Newman murió en 1890, de modo que sólo pudo ver en los últimos años de su larga vida el inicio de este
proceso de empleo cada vez más frecuente del magisterio papal ordinario. Ignoramos si se ocupó explícitamente del tema y
sus últimas obras parecen centradas en otras preocupaciones. No
podemos decir si «triunfó», fue «vencido» o hubo un «empate».

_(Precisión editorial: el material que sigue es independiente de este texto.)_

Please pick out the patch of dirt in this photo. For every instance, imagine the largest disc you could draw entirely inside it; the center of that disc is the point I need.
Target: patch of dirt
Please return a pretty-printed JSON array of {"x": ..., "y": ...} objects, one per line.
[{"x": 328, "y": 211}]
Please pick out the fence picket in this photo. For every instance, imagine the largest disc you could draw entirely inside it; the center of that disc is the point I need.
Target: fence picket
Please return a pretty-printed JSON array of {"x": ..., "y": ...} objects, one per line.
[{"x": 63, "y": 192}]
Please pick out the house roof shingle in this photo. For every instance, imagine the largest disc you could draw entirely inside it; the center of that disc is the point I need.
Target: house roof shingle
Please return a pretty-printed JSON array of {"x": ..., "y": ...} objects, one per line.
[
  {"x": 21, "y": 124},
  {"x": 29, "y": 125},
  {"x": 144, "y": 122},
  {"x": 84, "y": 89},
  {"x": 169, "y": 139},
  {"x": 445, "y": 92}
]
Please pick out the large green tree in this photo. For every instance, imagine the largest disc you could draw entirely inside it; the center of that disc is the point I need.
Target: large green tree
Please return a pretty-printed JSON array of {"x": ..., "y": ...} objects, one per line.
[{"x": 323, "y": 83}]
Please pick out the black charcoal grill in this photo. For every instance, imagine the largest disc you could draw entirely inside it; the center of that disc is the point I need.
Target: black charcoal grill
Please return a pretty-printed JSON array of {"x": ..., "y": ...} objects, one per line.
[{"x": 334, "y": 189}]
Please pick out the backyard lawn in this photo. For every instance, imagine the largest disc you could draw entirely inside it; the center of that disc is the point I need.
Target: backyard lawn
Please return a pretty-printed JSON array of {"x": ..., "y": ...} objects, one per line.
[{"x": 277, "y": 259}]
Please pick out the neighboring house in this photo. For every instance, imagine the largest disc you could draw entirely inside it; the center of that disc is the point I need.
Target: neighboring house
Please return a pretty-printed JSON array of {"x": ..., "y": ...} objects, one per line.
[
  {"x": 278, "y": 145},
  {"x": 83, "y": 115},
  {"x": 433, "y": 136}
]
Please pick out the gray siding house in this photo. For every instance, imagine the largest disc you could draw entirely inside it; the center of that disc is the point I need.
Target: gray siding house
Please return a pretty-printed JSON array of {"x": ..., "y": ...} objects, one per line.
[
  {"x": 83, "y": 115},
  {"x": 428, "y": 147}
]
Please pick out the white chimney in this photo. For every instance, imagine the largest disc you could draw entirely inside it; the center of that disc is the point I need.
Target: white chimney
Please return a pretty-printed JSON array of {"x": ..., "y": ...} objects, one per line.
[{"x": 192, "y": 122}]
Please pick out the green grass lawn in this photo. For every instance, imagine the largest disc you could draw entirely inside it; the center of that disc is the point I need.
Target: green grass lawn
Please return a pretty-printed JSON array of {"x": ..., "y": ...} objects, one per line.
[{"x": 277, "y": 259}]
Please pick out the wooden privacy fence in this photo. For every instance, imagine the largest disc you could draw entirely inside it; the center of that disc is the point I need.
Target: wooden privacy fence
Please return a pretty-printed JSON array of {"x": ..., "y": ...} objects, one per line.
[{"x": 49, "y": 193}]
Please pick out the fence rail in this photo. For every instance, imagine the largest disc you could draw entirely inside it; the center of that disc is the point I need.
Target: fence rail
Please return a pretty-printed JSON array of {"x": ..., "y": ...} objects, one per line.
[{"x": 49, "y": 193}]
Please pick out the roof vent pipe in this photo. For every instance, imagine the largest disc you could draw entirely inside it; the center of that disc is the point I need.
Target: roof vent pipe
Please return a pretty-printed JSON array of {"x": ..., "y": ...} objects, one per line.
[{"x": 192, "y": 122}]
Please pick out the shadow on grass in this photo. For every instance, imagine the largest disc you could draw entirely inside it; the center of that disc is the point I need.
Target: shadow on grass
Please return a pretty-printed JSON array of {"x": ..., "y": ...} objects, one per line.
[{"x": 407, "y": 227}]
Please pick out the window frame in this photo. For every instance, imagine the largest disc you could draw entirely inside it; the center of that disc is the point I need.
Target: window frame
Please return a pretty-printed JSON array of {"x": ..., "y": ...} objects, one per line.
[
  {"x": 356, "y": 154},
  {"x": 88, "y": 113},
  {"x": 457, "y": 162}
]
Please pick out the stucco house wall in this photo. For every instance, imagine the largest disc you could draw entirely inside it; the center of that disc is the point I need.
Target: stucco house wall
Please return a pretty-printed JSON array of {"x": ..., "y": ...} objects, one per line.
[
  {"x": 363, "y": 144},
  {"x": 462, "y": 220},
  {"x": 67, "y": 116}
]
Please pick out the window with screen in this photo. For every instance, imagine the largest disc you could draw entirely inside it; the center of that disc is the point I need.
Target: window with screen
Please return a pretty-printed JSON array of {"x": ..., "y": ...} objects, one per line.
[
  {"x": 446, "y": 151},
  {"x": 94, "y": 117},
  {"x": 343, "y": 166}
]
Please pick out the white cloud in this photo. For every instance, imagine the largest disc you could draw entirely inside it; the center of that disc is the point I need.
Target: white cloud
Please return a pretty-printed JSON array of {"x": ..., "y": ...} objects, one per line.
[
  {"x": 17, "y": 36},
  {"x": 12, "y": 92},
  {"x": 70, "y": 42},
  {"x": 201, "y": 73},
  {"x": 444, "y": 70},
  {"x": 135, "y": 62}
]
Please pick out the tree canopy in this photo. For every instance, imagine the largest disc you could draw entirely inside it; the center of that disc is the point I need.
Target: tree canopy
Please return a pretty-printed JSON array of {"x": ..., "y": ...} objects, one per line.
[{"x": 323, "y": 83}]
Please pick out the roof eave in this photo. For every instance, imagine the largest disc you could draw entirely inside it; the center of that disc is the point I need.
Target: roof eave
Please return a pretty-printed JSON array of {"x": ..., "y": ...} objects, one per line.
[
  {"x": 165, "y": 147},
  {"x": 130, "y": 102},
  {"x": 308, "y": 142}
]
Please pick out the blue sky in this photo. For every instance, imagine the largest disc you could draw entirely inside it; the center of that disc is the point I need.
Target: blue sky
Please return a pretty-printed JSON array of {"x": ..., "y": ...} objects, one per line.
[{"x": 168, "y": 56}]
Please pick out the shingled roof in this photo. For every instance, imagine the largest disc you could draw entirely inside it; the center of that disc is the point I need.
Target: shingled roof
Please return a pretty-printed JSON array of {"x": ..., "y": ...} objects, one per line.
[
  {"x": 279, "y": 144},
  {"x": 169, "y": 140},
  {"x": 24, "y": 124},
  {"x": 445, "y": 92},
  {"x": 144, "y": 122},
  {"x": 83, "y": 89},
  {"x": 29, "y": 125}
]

El ámbito en el cual cabría señalar «derrotas» de Newman es el de
la historia de la teología. La primera se dio en el terreno de la reflexión
doctrinal anterior al Vaticano II: los teólogos «ultramontanos» fueron
cubriendo al magisterio ordinario de los pontífices de una «aureola de
infalibilidad», de modo que este magisterio asumió la función de un sucedáneo
de la definición ex cathedra. Y algunos autores –minoritarios,
justo es decirlo- llegaron a defender una infalibilidad de este magisterio
ordinario. Así, el «infalibilismo extremo», que había salido por la puerta del
Vaticano I, reingresaría por la ventana de la teología.
La «segunda derrota» tuvo lugar después del Vaticano II. El «neoconservadurismo
eclesial», retomando argumentos de autores «ultras» pre-conciliares, elevó
a la categoría de «infalibles» las novedades del Vaticano II, para neutralizar
las resistencias del «tradicionalismo». En este punto coincide con el
«sedevacantismo». Otras veces, el «neoconservadurismo» no llegó a este extremo,
pero sí a negar cualquier debate sobre los textos conciliares en sí mismos, al
recubrirlos con una «aureola de infalibilidad» que los vuelve irreformables de
hecho. Las novedades problemáticas del último sínodo serían fruto del «espíritu
del Concilio», construido por medios de comunicación y peritos fracasados.
Pero la «derrota» post-conciliar más destacada de Newman, por su
gravedad y difusión, habría sido la deriva del «progresismo», que pone en duda el
dogma definido en 1870 y no pocos actos infalibles del magisterio precedente.
Tal vez el ejemplo más representativo sea Hans Küng (ver aquí y aquí).
Tantos esfuerzos de Newman por precisar los alcances de la definición dogmática
del Vaticano I, parecen no haber sido suficientes para prevenir los actuales
disparates y la reviviscencia de errores desechados por ese concilio.